In summary, we have identified an LRET path from heme b to two radical sites, which are connected by a H-bonding network and a stabilizing Tyr-Trp dyad. This dyad is present in only B-type DyP homologues from E. coli and Enterobacter lignolyticus. The absence of a similar radical in the EPR spectrum of B-type DyP from R. jostii may be explained by the presence of a phenylalanine instead of the stabilizing W18. In two other structures available to date (from Vibrio cholerae and Shewanella oneidensis), a tyrosine occupies the position of W18 while instead of Y247 a threonine or cysteine is present, respectively. Although we can only speculate about the origin of these radicals, we suggest that they are remnants of the enzymatic turnover of this enzyme. It is reasonable to assume that a low percentage of catalytic radical sites at protein surfaces is left over in all peroxidases that use LRET paths due to imbalance in H2O2 and electron donor availability. However, in general, these surface-exposed radicals are reactive and readily quenched unspecifically (and thus not observable), whereas in KpDyP, the described dyad apparently stabilizes the resting-state radicals and thus renders it unreactive as evidenced by our inability to quench it. The origin of the resting-state radical itself from an interrupted and thus unproductive catalytic cycle may serve as a protective mechanism.

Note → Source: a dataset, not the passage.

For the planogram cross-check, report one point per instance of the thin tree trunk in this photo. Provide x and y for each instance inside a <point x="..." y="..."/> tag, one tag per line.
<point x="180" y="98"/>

So far, we do not know the physiological substrates of B-type DyPs. Their structural features most probably are completely different compared to those of ABTS or other bulky model substrates. On one hand, Compound I in all B-type KpDyPs is efficiently and rapidly formed by H2O2 and remarkably stable.[11,29−31,33,79] On the other hand, we could demonstrate the presence of a LRET path from Y247 to the heme periphery. Nevertheless, a catalytically active Compound I* [oxoiron(IV) Y243 radical] could never be formed upon addition of hydrogen peroxide. This suggests that Compound I* formation may be triggered through substrate-induced structural changes that promote LRET. This might provide a useful valve that inhibits the formation of surface-exposed oxidation sites and oxidative damage in the absence of the physiological electron donor. Whether Y247 is indeed a biologically relevant oxidation site can be determined only once the biological substrate is identified.